What drew you to that and the character that you’re going to be playing?
HAYEK: She is so funny and tough. She is quite a force of nature. It’s a very, very unique character. I read it and thought, “How am I going to do this?!” I was convinced by the producer, who has worked with me before, and Ryan [Reynolds], who’s a very good friend because I’m still very close to (his wife) Blake [Lively], and the director that I could do it. It was so different when I read it. It was a crazy Irish woman, and they said, “We know you can make it into a Spanish woman and go to town with it.” So, I started working with the director on how I would translate that, with an explosive temperament and what kind of things she would say. It was so much fun doing that. I was nervous, at the beginning, because she was Irish and I didn’t know if they wanted to change that. But they said, “Yes, you are perfect. You can do this.” I had a good support team that pushed me to the limit, and now I’m so excited. I am the wife of Sam Jackson, and we’re both insane.
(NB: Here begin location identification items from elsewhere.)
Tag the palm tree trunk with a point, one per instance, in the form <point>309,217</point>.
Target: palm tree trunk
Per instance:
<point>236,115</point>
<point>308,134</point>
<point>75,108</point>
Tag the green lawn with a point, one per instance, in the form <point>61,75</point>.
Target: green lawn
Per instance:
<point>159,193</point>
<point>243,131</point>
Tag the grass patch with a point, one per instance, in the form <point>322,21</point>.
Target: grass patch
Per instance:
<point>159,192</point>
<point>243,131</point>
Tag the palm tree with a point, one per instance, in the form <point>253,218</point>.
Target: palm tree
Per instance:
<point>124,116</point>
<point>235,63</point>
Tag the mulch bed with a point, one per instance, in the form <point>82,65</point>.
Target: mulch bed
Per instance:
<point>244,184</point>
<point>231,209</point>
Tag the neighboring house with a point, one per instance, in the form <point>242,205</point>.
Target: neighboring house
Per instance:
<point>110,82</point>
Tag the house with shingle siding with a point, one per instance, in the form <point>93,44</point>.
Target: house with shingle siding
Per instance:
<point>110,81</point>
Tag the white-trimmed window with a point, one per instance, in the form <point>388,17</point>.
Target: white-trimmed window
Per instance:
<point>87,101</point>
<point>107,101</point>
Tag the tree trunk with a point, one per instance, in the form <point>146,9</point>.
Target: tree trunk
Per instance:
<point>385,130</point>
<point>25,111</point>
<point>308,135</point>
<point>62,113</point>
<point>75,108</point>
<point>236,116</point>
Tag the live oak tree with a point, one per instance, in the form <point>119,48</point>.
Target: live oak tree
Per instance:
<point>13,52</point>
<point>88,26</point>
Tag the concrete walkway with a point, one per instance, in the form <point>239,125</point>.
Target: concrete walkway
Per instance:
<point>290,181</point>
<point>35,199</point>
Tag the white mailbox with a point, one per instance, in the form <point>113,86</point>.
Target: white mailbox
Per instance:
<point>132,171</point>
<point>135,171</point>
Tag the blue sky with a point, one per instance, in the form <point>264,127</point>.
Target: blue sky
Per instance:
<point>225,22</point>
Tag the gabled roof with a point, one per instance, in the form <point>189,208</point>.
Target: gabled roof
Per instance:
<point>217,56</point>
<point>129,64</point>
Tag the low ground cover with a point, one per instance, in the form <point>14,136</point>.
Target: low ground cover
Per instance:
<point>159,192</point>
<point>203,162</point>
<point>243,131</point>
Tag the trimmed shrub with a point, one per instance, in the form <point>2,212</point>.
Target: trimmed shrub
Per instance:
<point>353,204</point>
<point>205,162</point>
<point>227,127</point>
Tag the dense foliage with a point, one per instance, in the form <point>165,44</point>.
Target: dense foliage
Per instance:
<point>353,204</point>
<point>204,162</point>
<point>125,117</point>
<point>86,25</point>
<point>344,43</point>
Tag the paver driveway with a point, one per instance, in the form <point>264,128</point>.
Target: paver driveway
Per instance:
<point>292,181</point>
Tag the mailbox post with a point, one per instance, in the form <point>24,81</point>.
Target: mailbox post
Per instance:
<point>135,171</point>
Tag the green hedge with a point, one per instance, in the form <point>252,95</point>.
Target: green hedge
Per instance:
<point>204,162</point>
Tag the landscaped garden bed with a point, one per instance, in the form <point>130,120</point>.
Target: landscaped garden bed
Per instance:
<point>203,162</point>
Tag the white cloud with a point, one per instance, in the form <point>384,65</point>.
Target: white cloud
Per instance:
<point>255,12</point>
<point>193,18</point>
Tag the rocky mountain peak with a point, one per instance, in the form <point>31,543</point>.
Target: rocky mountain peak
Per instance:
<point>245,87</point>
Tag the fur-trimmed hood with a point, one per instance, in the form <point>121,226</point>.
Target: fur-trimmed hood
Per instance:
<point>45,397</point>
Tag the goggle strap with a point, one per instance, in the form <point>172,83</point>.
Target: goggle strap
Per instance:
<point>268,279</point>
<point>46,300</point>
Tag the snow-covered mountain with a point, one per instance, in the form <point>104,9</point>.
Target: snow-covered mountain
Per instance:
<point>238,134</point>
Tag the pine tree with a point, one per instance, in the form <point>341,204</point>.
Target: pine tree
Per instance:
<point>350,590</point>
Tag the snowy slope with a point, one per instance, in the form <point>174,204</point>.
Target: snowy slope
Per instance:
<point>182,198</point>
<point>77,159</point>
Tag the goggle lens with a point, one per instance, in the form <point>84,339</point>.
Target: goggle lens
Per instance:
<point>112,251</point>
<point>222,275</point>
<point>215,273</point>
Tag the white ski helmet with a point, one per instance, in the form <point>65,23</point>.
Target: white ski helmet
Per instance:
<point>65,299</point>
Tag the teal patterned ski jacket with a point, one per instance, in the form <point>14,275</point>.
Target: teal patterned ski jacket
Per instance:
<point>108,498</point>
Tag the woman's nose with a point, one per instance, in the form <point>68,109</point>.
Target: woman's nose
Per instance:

You also voiced a character for the R-rated animated movie Sausage Party. How did Seth Rogen convince you to do that?
HAYEK: I don’t know how they got me! I swear to god, I don’t know. I think I was hypnotized. I remember being shocked, and then, I was recording it. I don’t know how they got me on board, but I’ll tell you, I am one naughty, naughty taco. She is a bad girl, in a different way. I know I’ll never play another one like that, for sure. I saw the trailer and my husband said, “Oh, my god, this is hardcore!” I said, “No, baby, that’s the kindergarten version. Brace yourself!” It’s the naughtiest thing I’ve ever done. I never thought I’d ever say some of those things out loud. But, I had a lot of fun working with Seth. It’s a different kind of crazy.
Tale of Tales is in theaters and on VOD on April 22nd.